L’organisation du tournoi : un succès public mais un rapport de forces inégal, aggravé par les conditions de la mise en œuvre
Alors que l’autorité d’organisation de l’Euro 2016 était censée être la Fédération française de football, l’UEFA a maîtrisé en réalité la globalité de l’événement, grâce à un dispositif « contractuel » unilatéral. Le dispositif d’ensemble appliqué à l’Euro 2016 a été d’une qualité institutionnelle et juridique médiocre. Ainsi, maints engagements pris ont été exorbitants du droit national, certains emportant des conséquences financières : gratuité du concours des forces de l’ordre pour l’État, pertes de redevance d’occupation du domaine public (fan zones) ou de recettes commerciales pour les collectivités. Le déséquilibre du rapport de force entre l’UEFA et le pays d’accueil n’implique pas nécessairement que les pouvoirs publics soient à ce point marginalisés. La formule du groupement d’intérêt public (GIP), qui n’a pas été défendue par l’État, était pourtant susceptible de mieux garantir la défense de l’intérêt général et le contrôle financier de l’État. En l’absence d’une telle structure, il est difficile de mesurer a posteriori les dépenses totales d’organisation de la compétition, mais la dépense publique nette, coût des exonérations fiscales comprises, est évaluée à 162 M€ environ. La disproportion entre les bénéfices tirés par l’UEFA (de l’ordre de 847 M€, soit 44 % de marge bénéficiaire) et les rétributions versées à certains acteurs publics nationaux est manifeste. Une coopération entre les États pour limiter les exigences des instances sportives internationales, serait opportune.
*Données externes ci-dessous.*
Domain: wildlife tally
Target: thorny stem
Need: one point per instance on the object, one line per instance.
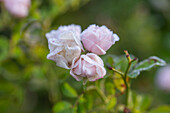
(124, 75)
(100, 93)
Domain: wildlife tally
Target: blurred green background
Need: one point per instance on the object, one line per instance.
(29, 83)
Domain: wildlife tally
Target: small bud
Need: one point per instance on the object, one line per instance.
(109, 66)
(126, 110)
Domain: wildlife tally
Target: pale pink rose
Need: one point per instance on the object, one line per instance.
(64, 44)
(98, 39)
(163, 78)
(89, 66)
(18, 8)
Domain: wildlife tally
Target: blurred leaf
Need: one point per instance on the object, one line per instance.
(110, 88)
(139, 103)
(161, 109)
(68, 91)
(111, 104)
(146, 65)
(62, 107)
(3, 48)
(144, 102)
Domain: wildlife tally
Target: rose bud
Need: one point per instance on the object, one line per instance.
(64, 45)
(98, 39)
(18, 8)
(89, 66)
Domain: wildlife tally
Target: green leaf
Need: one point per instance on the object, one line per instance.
(68, 91)
(62, 107)
(146, 65)
(161, 109)
(139, 103)
(3, 48)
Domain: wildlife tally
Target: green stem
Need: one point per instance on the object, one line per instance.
(126, 84)
(117, 71)
(100, 93)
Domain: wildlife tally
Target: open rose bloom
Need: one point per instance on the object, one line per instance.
(89, 66)
(65, 49)
(98, 39)
(64, 45)
(18, 8)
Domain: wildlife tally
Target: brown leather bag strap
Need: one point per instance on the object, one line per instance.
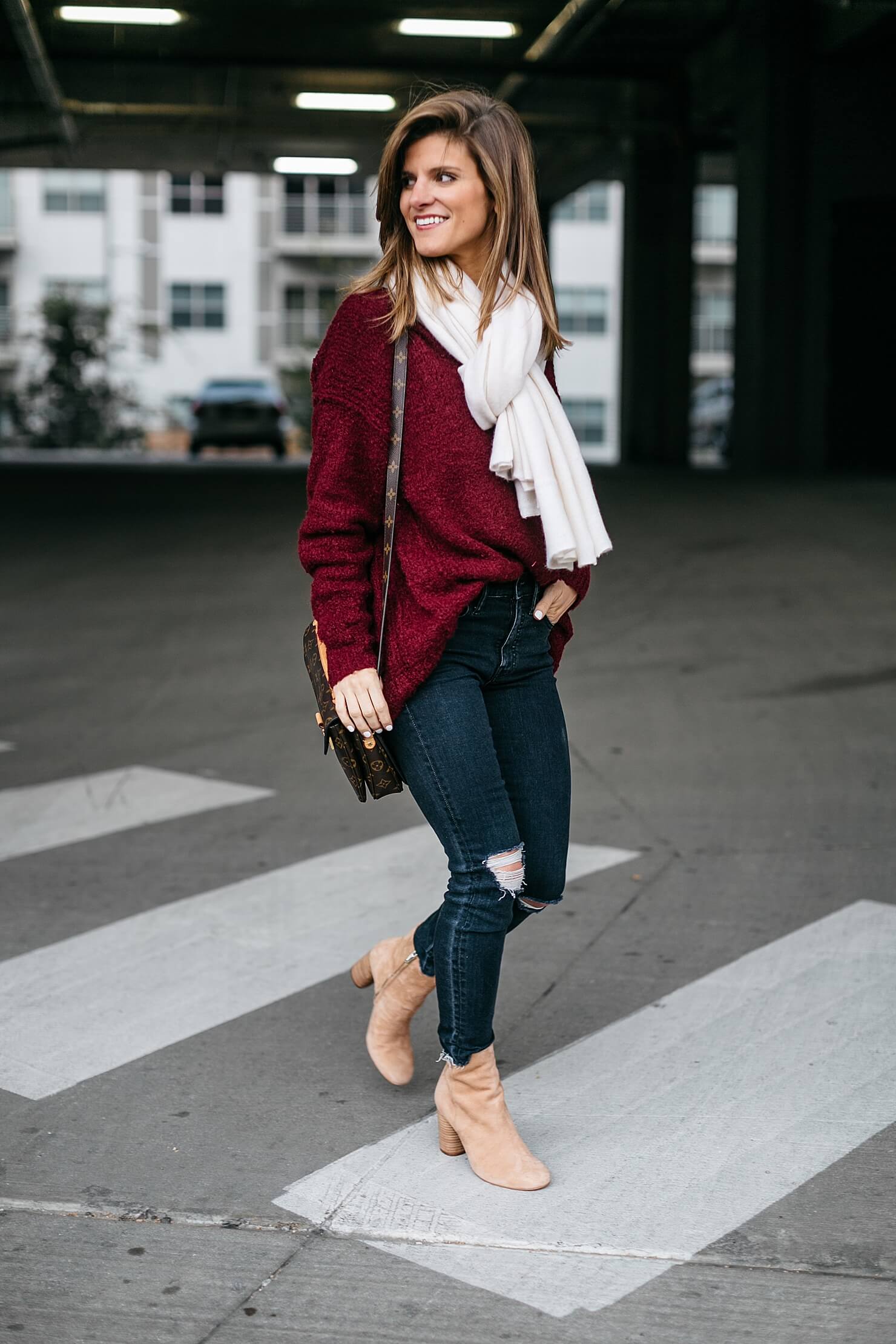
(400, 382)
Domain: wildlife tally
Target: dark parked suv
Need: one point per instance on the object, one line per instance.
(240, 413)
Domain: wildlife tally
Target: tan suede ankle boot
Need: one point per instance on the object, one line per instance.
(400, 988)
(473, 1119)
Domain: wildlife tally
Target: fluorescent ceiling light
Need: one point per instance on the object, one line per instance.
(347, 101)
(117, 14)
(456, 28)
(327, 167)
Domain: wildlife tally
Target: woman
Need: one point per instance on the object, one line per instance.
(496, 530)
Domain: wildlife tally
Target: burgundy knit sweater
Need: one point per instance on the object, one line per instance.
(457, 523)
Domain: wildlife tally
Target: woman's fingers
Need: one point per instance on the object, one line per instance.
(360, 703)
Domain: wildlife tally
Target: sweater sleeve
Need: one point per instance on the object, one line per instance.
(338, 535)
(579, 577)
(346, 490)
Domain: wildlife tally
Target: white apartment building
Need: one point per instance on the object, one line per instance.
(238, 274)
(714, 288)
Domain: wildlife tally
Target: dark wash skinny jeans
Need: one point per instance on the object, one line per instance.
(484, 750)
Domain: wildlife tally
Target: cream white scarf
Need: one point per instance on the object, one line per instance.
(534, 443)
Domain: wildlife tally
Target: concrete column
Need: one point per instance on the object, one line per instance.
(656, 298)
(772, 143)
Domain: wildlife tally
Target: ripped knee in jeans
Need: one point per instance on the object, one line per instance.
(508, 870)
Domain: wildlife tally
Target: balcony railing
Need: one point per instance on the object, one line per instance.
(304, 327)
(335, 216)
(714, 338)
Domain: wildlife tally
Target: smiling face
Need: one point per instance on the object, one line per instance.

Les stades du tournoi : un investissement public important mais de nouveaux risques de gestion pour les villes
Les conséquences des fortes augmentations de jauge des stades, parfois au-delà des besoins de la compétition, constituent un risque d’exploitation accru pour les collectivités locales (nécessité d’une hausse des fréquentations et d’une diversification des activités), lesquelles sont restées propriétaires, sauf à Lyon, des enceintes sportives. Elles doivent aussi adapter les redevances payées par les clubs résidents pour l’occupation de ces équipements publics agrandis. Un calibrage des investissements plus proche des attentes de l’UEFA aurait minoré les risques d’exploitation futurs et les tensions sur les redevances.
En ce qui concerne le Stade de France, les conditions confuses de sa mise à disposition, qui débouchent sur un contentieux dont l’État est partie prenante malgré lui, témoignent des défaillances du cadrage initial des responsabilités respectives des différents acteurs de l’Euro 2016, et de la capacité de l’UEFA à se dégager de toute obligation afférente à ses exigences.
La permanence du modèle municipal de stades maintient le risque économique lié aux aléas sportifs dans la sphère publique, pour des enceintes d’abord utilisées par des clubs privés. À cet égard, seules les métropoles de Lyon et, dans une moindre mesure, de Bordeaux font exception. L’Euro 2016 n’aura donc pas été l’occasion d’une réforme de l’économie des grands stades.
Recommandations
Les juridictions financières formulent quatre recommandations visant notamment à :
- mettre à niveau, au regard des investissements consentis, les redevances dues par les clubs professionnels propriétaires des stades ;
- estimer un coût public prévisionnel des grands événements sportifs internationaux et établir le cadre des études d’impact sur leurs retombées économiques dès le stade de la candidature ;
- créer un comité permanent d’organisation, présidé au niveau du Premier ministre, pour faciliter la concertation entre partenaires publics et privés, et arbitrer le rôle de la délégation interministérielle aux grands événements sportifs ;
- retenir un mode de gestion de la manifestation qui associe les acteurs publics (GIP), vise la transparence des dépenses supportées par chaque partenaire et incorpore un mécanisme d’intéressement en rapport avec les résultats financiers.